Ich habe das gerade noch mal nachgelesen, was Sie in ihrem Beitrag geschrieben haben und nachgeprüft:
"Aufgeteilt auf die einzelnen Beförderungsmittel gibt das Bundesamt die Auslastung bei Eisenbahnen und S-Bahnen mit 26 Prozent an, Straßenbahnen, Stadt- und U-Bahnen waren zu 18 Prozent besetzt. Mit 20 Prozent bewegt sich der Linienbus im Mittelfeld der Auslastungs-Statistik, die laut Destatis "seit Jahren relativ konstant" sind.
Den Auslastungsgrad der Sitz- und Stehplätze errechnet das Statistische Bundesamt mithilfe der Relation der tatsächlichen Beförderungsleistung (110 Milliarden Personenkilometer) zum möglichen Beförderungsangebot (496 Milliarden Platzkilometer). Die Fahrgastbesetzung der Verkehrsmittel im ÖPNV kann dabei selbstverständlich je nach spezifischer Strecke und Uhrzeit stark vom errechneten Mittelwert abweichen." Quelle Eurotransport.de vom 28.1.2019
https://www.eurotransport.de/artikel/auslas…t-10656410.html
Diese Angaben sind enorm wichtig, um beurteilen zu können, was möglich ist.
Bei dem was Sie schreiben entsteht leider der Eindruck, der ÖPNV sei im ländlichen Bereich ein extrem ineffektives Transportsystem. Das Gegenteil ist jedoch der Fall. Der ÖPNV ist ein echtes Massenverkehrsmittel, und der ÖPNV ist ökologisch und ökonomisch ein Erfolgsmodell. Dass ÖPNV in vielen ländlichen Gegenden unter den gegenwärtigen Bedingungen nicht stattfindet, hängt damit zusammen, dass es ihn nicht gibt. Und es gibt ihn deshalb nicht, weil es das Auto gibt.
Genau das ist ja der Kern von Scharffenbergs Buch mit dem Titel No car.
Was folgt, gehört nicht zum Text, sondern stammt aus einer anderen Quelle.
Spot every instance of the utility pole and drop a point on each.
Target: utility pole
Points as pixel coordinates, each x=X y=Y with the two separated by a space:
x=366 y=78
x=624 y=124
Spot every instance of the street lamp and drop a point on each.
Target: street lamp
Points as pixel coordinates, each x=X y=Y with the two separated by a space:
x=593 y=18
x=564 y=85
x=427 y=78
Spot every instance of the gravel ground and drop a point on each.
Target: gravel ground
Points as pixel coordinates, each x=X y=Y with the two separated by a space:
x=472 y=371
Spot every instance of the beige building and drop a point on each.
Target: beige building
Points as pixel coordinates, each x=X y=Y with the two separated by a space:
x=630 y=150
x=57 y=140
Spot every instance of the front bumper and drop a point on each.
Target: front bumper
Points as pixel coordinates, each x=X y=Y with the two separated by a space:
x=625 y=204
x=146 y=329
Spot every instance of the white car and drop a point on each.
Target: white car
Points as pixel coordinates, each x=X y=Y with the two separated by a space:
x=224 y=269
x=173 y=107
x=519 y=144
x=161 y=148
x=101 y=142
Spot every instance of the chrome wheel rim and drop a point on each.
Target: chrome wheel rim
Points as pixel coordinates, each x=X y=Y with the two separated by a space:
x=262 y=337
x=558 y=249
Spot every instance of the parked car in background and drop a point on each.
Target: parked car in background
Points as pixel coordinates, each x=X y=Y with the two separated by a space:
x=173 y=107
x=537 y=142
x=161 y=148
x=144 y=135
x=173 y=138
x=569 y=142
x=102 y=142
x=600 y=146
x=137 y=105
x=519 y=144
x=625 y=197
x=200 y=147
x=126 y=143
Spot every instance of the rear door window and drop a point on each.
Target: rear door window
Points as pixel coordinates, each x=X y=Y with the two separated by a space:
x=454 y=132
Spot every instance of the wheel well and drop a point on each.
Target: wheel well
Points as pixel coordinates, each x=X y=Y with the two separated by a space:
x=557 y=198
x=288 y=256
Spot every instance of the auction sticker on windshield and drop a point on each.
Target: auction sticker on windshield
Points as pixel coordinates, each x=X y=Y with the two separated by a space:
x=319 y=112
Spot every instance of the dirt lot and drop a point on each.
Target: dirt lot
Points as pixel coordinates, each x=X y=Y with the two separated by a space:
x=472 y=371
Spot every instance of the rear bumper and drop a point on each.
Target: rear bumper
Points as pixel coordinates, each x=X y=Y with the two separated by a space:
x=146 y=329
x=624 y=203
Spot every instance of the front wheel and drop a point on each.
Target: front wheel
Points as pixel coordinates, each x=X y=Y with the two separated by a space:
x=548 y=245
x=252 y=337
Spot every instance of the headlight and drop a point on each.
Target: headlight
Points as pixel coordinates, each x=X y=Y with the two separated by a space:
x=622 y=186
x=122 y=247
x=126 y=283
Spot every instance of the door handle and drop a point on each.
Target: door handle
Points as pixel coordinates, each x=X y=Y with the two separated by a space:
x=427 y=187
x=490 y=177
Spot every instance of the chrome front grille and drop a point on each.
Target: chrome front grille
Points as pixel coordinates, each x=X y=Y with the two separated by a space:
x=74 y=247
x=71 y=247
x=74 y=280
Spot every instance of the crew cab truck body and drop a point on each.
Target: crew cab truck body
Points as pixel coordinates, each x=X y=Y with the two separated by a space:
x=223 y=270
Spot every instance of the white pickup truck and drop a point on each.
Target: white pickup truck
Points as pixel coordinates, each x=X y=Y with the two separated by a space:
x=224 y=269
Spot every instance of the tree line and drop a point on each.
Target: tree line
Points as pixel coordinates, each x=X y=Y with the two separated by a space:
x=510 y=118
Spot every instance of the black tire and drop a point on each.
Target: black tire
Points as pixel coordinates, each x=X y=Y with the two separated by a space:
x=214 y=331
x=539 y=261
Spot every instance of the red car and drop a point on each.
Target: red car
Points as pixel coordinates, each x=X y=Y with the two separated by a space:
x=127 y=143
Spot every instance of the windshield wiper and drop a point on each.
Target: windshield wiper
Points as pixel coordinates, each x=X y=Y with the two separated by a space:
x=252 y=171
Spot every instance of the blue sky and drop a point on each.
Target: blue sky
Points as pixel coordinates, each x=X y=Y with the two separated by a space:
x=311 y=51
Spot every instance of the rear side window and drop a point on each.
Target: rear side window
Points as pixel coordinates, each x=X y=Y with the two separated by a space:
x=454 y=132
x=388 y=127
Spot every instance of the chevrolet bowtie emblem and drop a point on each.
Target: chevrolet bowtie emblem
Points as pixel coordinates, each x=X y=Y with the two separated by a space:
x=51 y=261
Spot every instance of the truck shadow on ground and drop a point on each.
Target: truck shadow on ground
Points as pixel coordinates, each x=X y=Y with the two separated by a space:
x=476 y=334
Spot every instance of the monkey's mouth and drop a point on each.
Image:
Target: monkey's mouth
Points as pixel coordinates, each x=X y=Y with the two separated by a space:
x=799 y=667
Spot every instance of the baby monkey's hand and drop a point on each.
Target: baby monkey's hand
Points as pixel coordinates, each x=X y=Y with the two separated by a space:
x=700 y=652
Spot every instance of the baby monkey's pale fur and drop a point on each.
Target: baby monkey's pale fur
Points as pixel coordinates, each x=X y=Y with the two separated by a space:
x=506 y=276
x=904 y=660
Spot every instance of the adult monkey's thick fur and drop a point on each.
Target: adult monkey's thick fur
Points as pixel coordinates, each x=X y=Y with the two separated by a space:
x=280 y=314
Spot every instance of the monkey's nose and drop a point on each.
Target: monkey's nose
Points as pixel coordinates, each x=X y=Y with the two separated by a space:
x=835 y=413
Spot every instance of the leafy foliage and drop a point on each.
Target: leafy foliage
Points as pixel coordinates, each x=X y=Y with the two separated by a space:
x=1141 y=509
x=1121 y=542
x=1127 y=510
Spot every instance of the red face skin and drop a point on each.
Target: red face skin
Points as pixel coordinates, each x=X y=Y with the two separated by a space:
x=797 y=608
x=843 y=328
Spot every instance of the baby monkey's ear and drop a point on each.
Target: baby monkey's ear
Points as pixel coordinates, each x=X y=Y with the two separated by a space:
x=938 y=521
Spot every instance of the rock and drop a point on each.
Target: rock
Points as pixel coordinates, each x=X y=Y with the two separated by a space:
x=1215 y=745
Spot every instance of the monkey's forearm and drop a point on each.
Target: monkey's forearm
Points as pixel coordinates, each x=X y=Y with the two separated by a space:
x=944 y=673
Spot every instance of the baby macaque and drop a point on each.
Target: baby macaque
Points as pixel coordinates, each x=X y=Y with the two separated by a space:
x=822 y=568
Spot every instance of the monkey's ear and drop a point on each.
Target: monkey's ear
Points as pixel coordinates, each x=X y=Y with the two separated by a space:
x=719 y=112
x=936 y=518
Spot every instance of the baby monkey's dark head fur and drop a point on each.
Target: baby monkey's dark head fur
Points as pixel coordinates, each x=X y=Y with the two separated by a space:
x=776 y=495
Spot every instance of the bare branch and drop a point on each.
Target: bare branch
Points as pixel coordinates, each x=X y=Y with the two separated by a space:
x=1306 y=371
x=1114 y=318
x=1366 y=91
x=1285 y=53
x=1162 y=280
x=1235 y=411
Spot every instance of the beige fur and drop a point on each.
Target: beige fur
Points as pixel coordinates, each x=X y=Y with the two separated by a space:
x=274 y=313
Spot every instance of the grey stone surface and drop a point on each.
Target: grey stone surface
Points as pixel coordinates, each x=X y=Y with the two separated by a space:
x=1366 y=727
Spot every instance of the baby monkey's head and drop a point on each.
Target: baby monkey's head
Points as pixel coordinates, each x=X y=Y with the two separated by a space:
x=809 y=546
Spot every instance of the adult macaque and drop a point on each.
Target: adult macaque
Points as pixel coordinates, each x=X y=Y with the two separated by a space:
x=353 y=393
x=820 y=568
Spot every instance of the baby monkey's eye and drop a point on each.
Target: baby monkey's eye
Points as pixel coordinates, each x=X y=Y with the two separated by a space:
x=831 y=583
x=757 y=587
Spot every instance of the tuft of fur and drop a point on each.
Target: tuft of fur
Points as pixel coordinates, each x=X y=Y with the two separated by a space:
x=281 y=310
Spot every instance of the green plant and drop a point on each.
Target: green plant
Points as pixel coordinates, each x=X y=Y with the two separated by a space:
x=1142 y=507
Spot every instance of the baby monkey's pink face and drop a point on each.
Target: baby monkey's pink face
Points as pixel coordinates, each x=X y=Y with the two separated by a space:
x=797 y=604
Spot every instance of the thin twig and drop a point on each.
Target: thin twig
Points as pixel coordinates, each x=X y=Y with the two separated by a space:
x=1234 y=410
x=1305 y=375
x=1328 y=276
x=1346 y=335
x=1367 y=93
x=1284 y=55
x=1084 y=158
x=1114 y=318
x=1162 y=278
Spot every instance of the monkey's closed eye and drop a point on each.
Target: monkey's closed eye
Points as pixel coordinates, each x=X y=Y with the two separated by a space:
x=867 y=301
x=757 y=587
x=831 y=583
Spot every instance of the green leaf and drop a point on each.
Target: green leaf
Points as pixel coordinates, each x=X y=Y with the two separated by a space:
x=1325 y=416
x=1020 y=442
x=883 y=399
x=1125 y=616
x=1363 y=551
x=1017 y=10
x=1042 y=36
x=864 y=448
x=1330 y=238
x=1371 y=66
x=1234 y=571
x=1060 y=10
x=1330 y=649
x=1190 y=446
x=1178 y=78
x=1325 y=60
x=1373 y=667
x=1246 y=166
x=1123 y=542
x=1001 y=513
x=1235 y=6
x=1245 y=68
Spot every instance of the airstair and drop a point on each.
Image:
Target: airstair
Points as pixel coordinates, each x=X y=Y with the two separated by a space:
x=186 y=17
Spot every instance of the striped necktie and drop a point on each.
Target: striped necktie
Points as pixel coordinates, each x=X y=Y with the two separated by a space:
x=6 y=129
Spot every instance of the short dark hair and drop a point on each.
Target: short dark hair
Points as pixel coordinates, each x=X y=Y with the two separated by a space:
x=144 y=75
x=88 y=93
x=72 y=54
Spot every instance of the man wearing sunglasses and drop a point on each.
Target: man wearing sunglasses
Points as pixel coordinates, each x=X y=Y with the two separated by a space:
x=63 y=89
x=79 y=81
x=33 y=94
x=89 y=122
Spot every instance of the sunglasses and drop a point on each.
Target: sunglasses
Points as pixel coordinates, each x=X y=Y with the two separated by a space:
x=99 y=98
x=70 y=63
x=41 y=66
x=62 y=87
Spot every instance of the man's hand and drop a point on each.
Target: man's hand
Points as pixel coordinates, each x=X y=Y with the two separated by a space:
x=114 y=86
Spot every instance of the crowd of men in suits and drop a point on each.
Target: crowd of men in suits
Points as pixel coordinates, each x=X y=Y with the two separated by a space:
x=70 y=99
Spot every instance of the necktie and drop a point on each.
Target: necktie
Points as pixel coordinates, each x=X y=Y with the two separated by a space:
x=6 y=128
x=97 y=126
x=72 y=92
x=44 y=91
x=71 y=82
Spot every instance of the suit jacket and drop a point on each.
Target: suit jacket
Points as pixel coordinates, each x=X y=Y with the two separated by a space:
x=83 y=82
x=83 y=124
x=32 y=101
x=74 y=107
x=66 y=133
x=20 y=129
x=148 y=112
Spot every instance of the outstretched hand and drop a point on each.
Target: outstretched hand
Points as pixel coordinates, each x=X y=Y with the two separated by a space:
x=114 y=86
Sind die Autos weg, dann wollen die Menschen ja trotzdem mobil sein. Und das ist kein Problem, denn es gibt ja den ÖPNV. Er ist aber noch nicht überall verbreitet bzw. nicht mehr überall verbreitet, weil der hohe Grad an privatem Autoverkehr dem im Wege steht.
Vielleicht kann man das damit vergleichen:
Viele Menschen denken, von vegetarischer Ernährung würden sie nicht satt werden. Das ist natürlich kompletter Unfug, weil vegetarische Ernährung ebenfalls satt macht.
Genauso glauben viele Menschen, dass sie ohne eigenen PKW nicht mobil sein könnten. Das ist ebenfalls kompletter Unfug, weil ÖPNV ebenfalls Mobilität ermöglicht.
Die Problematik in beiden Fällen ist es, den Transformations-Prozess hinzubekommen. Und da wird es ganz ohne Verbote nicht gehen.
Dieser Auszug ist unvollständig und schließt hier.